Annoy a dinosaur and it can turn on you. That's what San Francisco-based Rainforest Action Network learned after a year of targeting Boise Cascade for "predatory logging practices" in endangered and old-growth forests around the world. Through its Web site (www.ran.org), leaflets, and creative protests (sometimes involving civil disobedience), RAN has worked to educate the public about the timber giant's anti-environmental role.

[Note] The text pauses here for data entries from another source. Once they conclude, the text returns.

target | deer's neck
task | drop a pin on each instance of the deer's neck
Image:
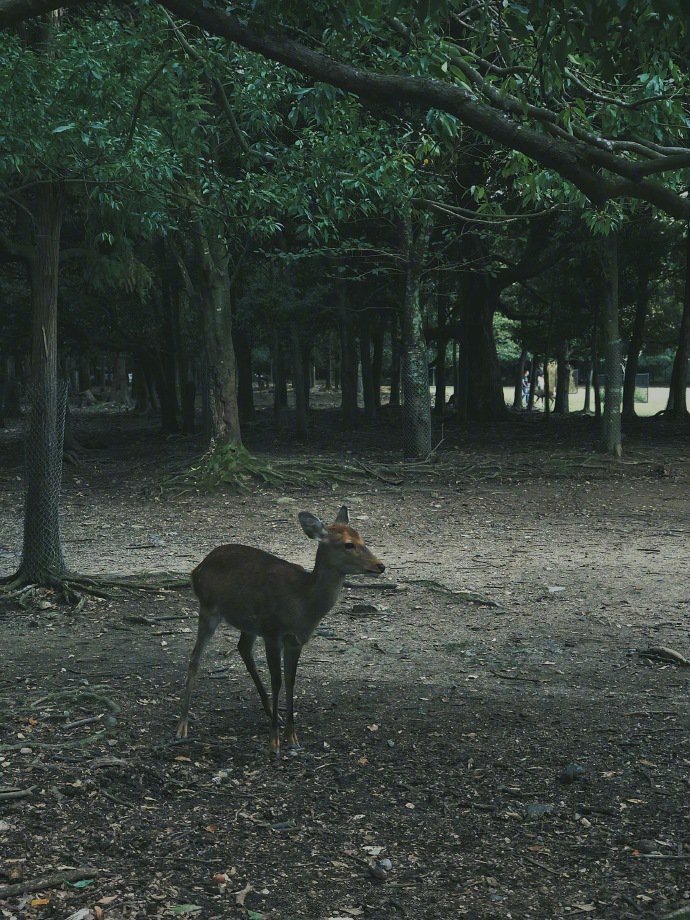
(324, 588)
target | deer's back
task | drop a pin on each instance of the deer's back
(252, 590)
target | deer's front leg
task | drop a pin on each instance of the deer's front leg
(293, 649)
(273, 656)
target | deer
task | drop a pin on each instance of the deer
(263, 595)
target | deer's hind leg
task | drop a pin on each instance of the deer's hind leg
(208, 623)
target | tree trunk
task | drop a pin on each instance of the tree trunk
(562, 406)
(298, 383)
(547, 388)
(485, 400)
(611, 433)
(396, 362)
(245, 381)
(519, 375)
(221, 382)
(441, 377)
(377, 365)
(415, 370)
(532, 382)
(4, 369)
(677, 406)
(594, 360)
(348, 363)
(367, 366)
(42, 559)
(120, 380)
(636, 340)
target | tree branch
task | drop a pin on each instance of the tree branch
(579, 161)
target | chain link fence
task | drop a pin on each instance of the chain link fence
(43, 445)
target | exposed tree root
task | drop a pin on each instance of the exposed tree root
(74, 589)
(233, 466)
(48, 881)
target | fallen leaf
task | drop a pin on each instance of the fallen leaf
(241, 895)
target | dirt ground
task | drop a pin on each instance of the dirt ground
(481, 736)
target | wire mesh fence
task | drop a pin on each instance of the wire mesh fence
(43, 446)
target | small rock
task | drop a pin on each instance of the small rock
(364, 609)
(572, 773)
(378, 873)
(538, 810)
(648, 846)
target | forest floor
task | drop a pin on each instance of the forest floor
(484, 732)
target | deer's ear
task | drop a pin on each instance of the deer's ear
(312, 526)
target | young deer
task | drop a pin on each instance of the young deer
(262, 595)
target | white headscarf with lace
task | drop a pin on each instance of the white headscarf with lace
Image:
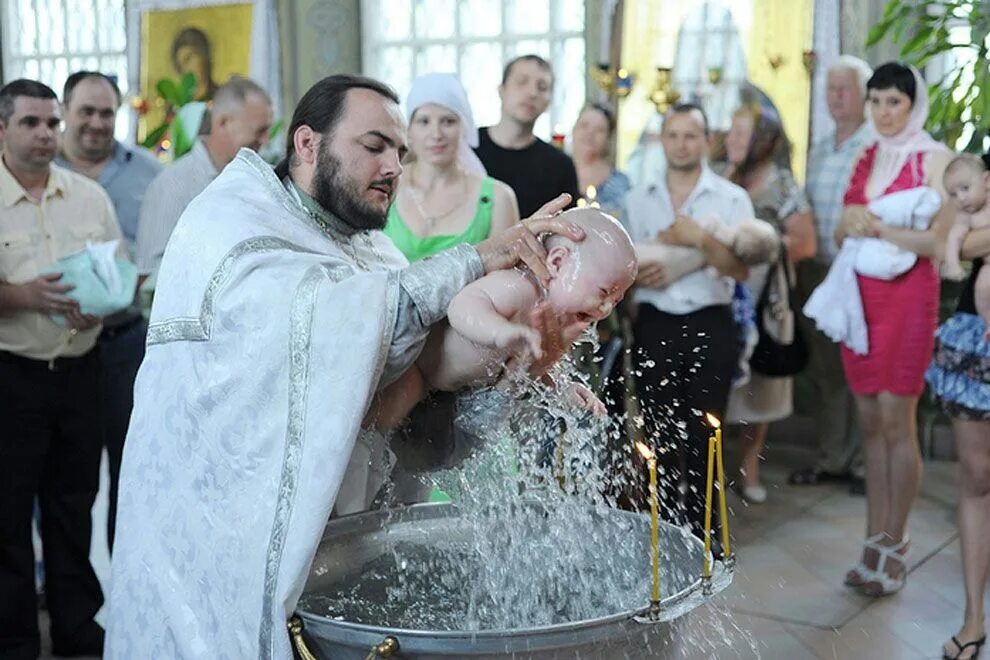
(894, 151)
(446, 90)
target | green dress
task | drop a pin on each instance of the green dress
(417, 247)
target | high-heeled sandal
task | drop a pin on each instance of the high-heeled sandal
(976, 645)
(889, 585)
(864, 572)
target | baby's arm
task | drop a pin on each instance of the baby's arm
(483, 311)
(953, 244)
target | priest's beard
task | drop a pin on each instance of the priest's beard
(341, 195)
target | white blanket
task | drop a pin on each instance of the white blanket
(836, 306)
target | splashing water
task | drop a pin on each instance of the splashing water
(536, 540)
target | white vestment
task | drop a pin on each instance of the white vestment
(269, 335)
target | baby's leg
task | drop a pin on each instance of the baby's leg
(953, 269)
(981, 295)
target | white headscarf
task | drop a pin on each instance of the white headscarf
(894, 151)
(446, 90)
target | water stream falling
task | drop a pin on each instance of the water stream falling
(536, 540)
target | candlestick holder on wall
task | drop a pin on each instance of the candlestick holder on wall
(664, 95)
(612, 80)
(810, 60)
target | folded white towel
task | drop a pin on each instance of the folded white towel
(909, 209)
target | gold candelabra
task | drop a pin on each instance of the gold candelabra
(664, 95)
(612, 80)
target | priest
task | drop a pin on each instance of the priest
(281, 315)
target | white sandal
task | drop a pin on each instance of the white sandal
(888, 585)
(865, 573)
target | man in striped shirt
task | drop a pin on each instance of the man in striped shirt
(241, 117)
(829, 168)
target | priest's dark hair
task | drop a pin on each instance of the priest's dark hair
(894, 75)
(321, 108)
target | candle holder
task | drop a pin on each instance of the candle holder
(715, 463)
(810, 60)
(613, 80)
(664, 95)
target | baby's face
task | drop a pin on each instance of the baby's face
(968, 188)
(586, 291)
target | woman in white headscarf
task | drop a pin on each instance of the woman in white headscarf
(445, 197)
(901, 317)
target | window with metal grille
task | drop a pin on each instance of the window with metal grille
(474, 39)
(47, 40)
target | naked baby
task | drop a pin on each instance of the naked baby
(967, 182)
(489, 318)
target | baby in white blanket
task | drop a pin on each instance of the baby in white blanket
(967, 181)
(752, 241)
(835, 306)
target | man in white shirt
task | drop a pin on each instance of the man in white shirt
(829, 168)
(241, 117)
(685, 334)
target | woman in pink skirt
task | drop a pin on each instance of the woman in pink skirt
(901, 317)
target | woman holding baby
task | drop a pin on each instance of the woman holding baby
(900, 314)
(754, 140)
(959, 376)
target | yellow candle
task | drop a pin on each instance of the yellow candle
(651, 463)
(707, 568)
(723, 514)
(654, 528)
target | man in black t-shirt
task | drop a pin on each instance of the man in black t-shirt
(536, 171)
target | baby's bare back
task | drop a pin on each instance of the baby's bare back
(450, 359)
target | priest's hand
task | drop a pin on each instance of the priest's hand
(652, 275)
(392, 405)
(79, 321)
(521, 242)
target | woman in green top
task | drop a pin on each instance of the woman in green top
(444, 196)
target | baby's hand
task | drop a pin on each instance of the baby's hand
(585, 399)
(953, 271)
(517, 335)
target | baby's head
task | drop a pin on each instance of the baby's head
(588, 278)
(966, 179)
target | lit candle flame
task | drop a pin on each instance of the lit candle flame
(644, 450)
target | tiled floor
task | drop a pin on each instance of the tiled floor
(793, 551)
(787, 599)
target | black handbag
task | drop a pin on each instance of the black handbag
(781, 349)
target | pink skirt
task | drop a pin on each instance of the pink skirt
(901, 318)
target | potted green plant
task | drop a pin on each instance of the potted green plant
(923, 28)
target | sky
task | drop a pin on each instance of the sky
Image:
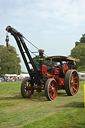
(52, 25)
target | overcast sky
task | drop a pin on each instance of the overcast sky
(52, 25)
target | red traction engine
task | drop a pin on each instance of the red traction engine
(61, 74)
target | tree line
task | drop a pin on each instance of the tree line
(10, 61)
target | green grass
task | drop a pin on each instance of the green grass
(63, 112)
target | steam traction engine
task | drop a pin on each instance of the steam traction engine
(61, 74)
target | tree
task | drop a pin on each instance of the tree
(9, 60)
(82, 40)
(79, 53)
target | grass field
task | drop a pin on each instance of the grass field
(63, 112)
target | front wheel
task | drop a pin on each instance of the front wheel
(51, 89)
(27, 88)
(71, 82)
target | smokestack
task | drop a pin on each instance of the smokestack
(7, 40)
(41, 57)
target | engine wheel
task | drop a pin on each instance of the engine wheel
(51, 89)
(71, 82)
(27, 88)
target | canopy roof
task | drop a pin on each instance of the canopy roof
(62, 58)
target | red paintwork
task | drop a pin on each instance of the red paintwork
(43, 69)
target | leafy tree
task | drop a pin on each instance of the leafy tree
(79, 52)
(9, 60)
(82, 40)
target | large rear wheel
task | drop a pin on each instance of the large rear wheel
(51, 89)
(71, 82)
(27, 88)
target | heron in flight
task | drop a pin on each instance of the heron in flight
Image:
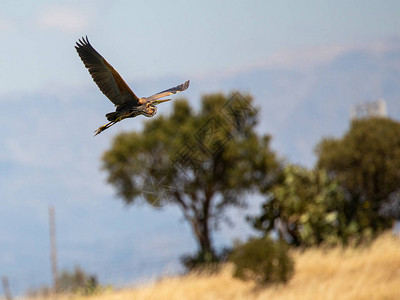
(127, 104)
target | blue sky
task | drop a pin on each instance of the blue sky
(145, 39)
(50, 106)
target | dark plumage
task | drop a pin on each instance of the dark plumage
(127, 104)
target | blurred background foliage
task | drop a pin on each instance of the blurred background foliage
(208, 160)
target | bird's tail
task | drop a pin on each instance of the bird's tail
(111, 116)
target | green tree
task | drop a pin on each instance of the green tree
(76, 281)
(263, 260)
(202, 162)
(305, 207)
(366, 161)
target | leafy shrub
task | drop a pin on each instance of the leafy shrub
(263, 260)
(202, 261)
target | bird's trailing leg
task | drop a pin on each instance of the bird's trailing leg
(104, 127)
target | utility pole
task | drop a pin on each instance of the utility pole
(53, 248)
(6, 288)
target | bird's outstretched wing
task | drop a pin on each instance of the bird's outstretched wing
(104, 75)
(170, 91)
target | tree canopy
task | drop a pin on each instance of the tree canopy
(201, 161)
(366, 161)
(305, 208)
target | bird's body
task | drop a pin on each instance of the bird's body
(128, 105)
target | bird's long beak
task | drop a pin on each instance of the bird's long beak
(155, 102)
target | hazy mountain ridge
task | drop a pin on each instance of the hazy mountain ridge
(48, 156)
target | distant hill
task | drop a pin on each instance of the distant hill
(48, 156)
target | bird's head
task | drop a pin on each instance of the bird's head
(150, 108)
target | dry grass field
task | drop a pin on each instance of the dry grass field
(368, 273)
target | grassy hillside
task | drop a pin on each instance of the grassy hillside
(367, 273)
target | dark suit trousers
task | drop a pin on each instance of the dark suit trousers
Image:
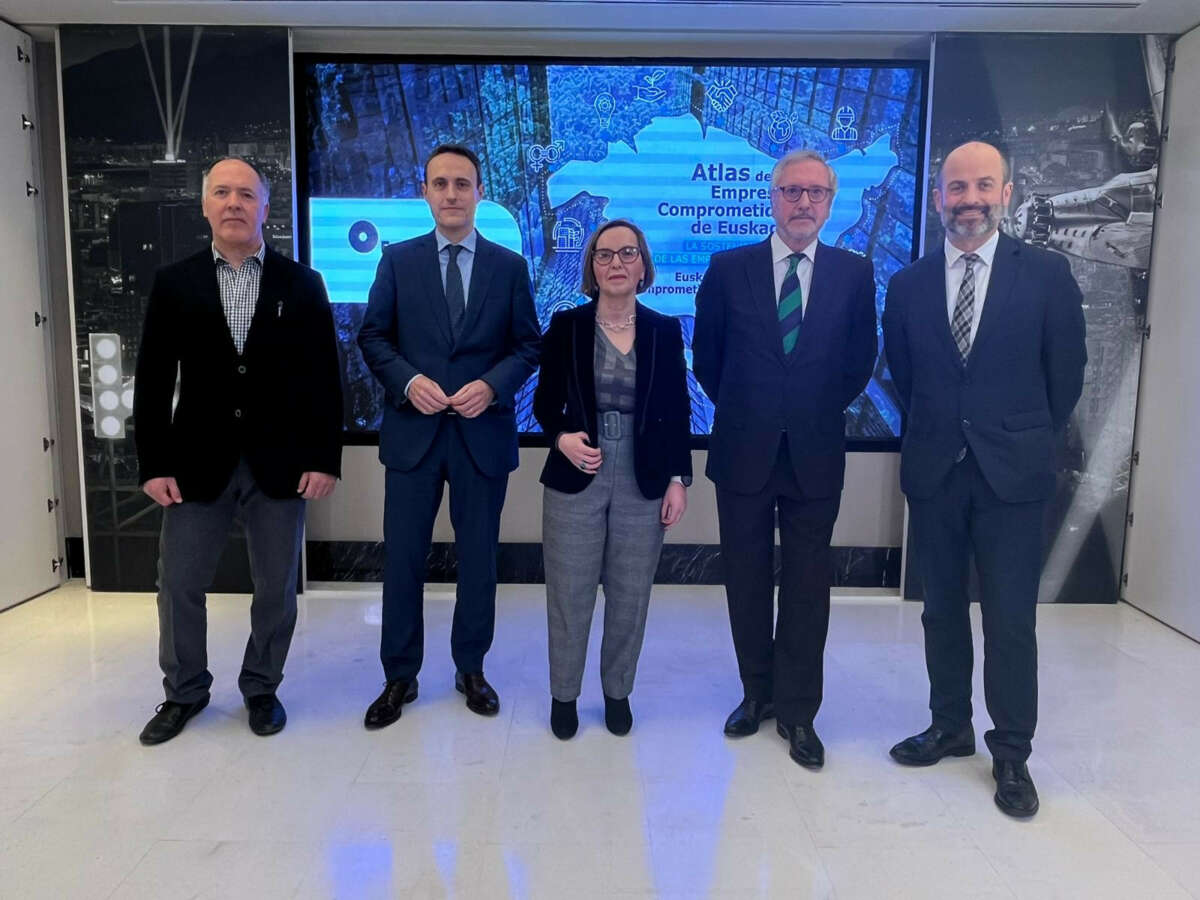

Boise Cascade was not amused by RAN's efforts. The company wrote to the nonprofit group's funders, complaining about its "harassment and intimidation"--such as the thousands of letters RAN got schoolchildren to write to Boise CEO George Harad asking him to end old-growth logging. The company's allies have also piled on: In June, the right-wing think tank Frontiers of Freedom (founded by former Republican senator Malcolm Wallop of Wyoming and largely funded by R. J. Reynolds and Mobil) began a crusade to get the Internal Revenue Service to revoke RAN's tax-exempt status. RAN should be ineligible, the group contended, because of its "pressure campaigns aimed at forcing companies to change the way they do business." By way of example, they cite an October 2000 incident when "RAN activists taunted Boise Cascade by floating over the company's headquarters a 120-foot inflatable balloon shaped like a dinosaur and bearing a sign reading: 'Boise Cascade: I love logging old growth.'"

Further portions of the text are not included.